If, at step 375, the parameters quantity is accurate (i.e., there is no error in the parameters quantity data), then the process proceeds to step 390, which is described in greater detail below. However, if the parameters quantity is determined as inaccurate at step 375, then at step 380 the erroneous parameters quantity is updated. In embodiments, this is performed manually by a user changing the value of an appropriate data field (or data fields) in the database used by the MRP tool.

Then, at step 385, it is determined (for example, manually or via the program control) whether the update at step 380 is sufficient to bring the aggregate demand for the part number within tolerance. For example, the MRP tool may be rerun (e.g., similar to step 235) using the updated values of the parameters quantity (from step 380). If the aggregate demand is found to be within tolerance, then the part number as a whole is deemed within tolerance, and the process proceeds to step 240 (as indicated by connector “III”), where it is determined if another part number remains to be examined.

However, if the aggregate demand for the part number remains out of tolerance at step 385, this signifies that the particular driver just examined in steps 305-385 is not causing the part number aggregate demand to be out of tolerance. As such, another driver for the part number should be examined to determine whether it is driving the aggregate demand for the part number out of tolerance. Accordingly, at step 390, the program control determines whether there are any remaining drivers in the list of out of tolerance drivers (from step 275) for this part number. If there are remaining drivers, then the process returns to step 305 (as indicated by connector “II”), where the next driver is obtained and subsequently validated.
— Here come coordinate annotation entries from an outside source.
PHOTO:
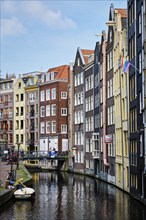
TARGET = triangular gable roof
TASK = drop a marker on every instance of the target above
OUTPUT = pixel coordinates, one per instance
(62, 71)
(86, 54)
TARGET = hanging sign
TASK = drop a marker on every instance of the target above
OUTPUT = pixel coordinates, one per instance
(108, 139)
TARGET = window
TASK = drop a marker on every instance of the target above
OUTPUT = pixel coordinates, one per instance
(42, 127)
(47, 110)
(76, 80)
(139, 23)
(64, 111)
(140, 102)
(78, 62)
(53, 110)
(19, 85)
(141, 146)
(140, 62)
(53, 126)
(31, 97)
(42, 96)
(54, 93)
(63, 128)
(63, 95)
(110, 36)
(21, 138)
(42, 111)
(47, 76)
(110, 114)
(48, 126)
(48, 94)
(21, 97)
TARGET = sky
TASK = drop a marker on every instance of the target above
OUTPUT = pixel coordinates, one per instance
(37, 35)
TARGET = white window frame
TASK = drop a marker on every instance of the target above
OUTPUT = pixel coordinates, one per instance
(48, 94)
(42, 111)
(63, 95)
(64, 111)
(48, 110)
(53, 92)
(64, 129)
(48, 127)
(42, 127)
(42, 96)
(53, 126)
(53, 109)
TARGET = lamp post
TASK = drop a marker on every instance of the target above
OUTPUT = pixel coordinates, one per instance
(17, 167)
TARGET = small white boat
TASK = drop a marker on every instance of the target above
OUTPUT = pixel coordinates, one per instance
(24, 193)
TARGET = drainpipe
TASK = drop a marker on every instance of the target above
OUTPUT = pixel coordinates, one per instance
(104, 104)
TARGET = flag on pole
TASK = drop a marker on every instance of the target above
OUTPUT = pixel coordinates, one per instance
(126, 66)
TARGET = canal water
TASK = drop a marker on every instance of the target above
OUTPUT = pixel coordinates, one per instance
(63, 196)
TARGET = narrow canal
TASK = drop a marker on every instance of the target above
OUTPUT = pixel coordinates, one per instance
(63, 196)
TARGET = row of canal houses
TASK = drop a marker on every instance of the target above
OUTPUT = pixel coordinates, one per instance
(94, 108)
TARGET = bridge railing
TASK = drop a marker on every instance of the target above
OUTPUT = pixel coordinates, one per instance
(42, 154)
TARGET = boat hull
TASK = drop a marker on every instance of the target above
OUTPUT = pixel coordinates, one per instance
(24, 193)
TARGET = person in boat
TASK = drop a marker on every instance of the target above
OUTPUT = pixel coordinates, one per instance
(19, 184)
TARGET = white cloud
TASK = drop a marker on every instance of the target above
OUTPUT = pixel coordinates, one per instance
(12, 26)
(8, 6)
(50, 17)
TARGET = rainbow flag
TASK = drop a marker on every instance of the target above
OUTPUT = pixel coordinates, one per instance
(126, 66)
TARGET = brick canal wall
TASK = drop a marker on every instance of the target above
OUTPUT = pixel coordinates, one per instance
(8, 194)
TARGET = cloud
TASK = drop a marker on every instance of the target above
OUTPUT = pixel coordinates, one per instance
(48, 16)
(8, 6)
(12, 26)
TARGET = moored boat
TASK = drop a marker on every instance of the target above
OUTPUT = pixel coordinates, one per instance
(24, 193)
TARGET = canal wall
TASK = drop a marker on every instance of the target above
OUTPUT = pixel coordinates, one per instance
(8, 194)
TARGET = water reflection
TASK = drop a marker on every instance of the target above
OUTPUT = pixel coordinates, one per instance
(63, 196)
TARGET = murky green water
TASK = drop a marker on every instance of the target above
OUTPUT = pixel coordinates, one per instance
(63, 196)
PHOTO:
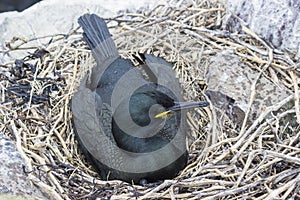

In this manner, any out of tolerance drivers are examined, and possibly updated, until the aggregate demand for the part number is either brought within tolerance or all of the drivers have been corrected.

However, if there are no remaining drivers in the out-of-tolerance list of the part number, then the part number aggregate demand is deemed correct, and the process returns to step 240 (as indicated by connector “III”), to determine whether any part numbers remain to be validated. In this manner, all part numbers can examined for errors and anomalies in input data (e.g., source records, demand forecast, inventory records, etc.) such that an updated and validated final MRP run is provided within a tightly constrained cycle time period.

While the invention has been described in terms of embodiments, those skilled in the art will recognize that the invention can be practiced with modifications and in the spirit and scope of the appended claims.